Requesting multiple slices
When working with simulation data it can be useful to be able to efficiently read multiple non-contiguous chunks of a dataset (e.g. particles in some region of a SWIFT snapshot). Requesting each chunk separately can be slow because a round trip to the server is required for each one.
This module provides a mechanism to fetch multiple slices with one
http request. The hdfstream.RemoteDataset.request_slices()

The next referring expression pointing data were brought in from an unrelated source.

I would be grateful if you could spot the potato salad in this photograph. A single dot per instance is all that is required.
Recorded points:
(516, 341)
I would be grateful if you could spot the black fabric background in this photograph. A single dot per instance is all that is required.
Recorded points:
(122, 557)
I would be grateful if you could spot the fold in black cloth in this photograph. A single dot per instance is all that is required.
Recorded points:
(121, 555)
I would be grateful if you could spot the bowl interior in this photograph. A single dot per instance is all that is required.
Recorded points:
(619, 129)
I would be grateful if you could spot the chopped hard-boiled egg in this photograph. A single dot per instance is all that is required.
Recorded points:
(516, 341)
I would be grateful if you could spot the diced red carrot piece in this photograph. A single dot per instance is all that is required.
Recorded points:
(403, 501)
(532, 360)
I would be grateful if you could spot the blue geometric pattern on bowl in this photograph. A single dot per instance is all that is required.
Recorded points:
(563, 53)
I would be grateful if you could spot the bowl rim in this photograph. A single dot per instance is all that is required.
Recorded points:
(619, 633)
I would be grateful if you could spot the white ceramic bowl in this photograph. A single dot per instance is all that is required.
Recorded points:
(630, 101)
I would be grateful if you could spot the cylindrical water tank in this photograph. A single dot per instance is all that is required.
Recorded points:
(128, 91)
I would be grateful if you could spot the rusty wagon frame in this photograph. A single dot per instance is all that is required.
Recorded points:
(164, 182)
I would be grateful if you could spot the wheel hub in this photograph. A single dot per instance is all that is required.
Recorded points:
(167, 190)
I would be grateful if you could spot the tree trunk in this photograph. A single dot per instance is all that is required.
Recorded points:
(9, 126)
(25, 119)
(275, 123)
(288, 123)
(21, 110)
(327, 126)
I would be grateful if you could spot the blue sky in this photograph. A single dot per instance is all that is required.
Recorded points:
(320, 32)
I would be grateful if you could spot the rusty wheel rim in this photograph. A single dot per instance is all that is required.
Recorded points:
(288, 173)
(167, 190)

method takes a sequence of slice objects as input and returns a single
array with the slices concatenated along the first axis. Slice objects
can be created by indexing numpy’s built in np.s_ object. For
example:
import numpy as np
slices = []
slices.append(np.s_[10:20,:])
slices.append(np.s_[50:60,:])
data = dataset.request_slices(slices)
This would return dataset elements with coordinates 10 to 19 and 50 to 59 in the first dimension and all elements in the second dimension. There are some restrictions on the slices:
Slice starting indexes in the first dimension must be in ascending order
Slice indexes in dimensions other than the first must not differ between slices
Slices must not overlap
Slices can only be concatenated along the first dimension
These restrictions are imposed for efficiency: slices may only be requested in the order in which they are stored on disk, and it must be possible to represent the combined slices as a single ndarray.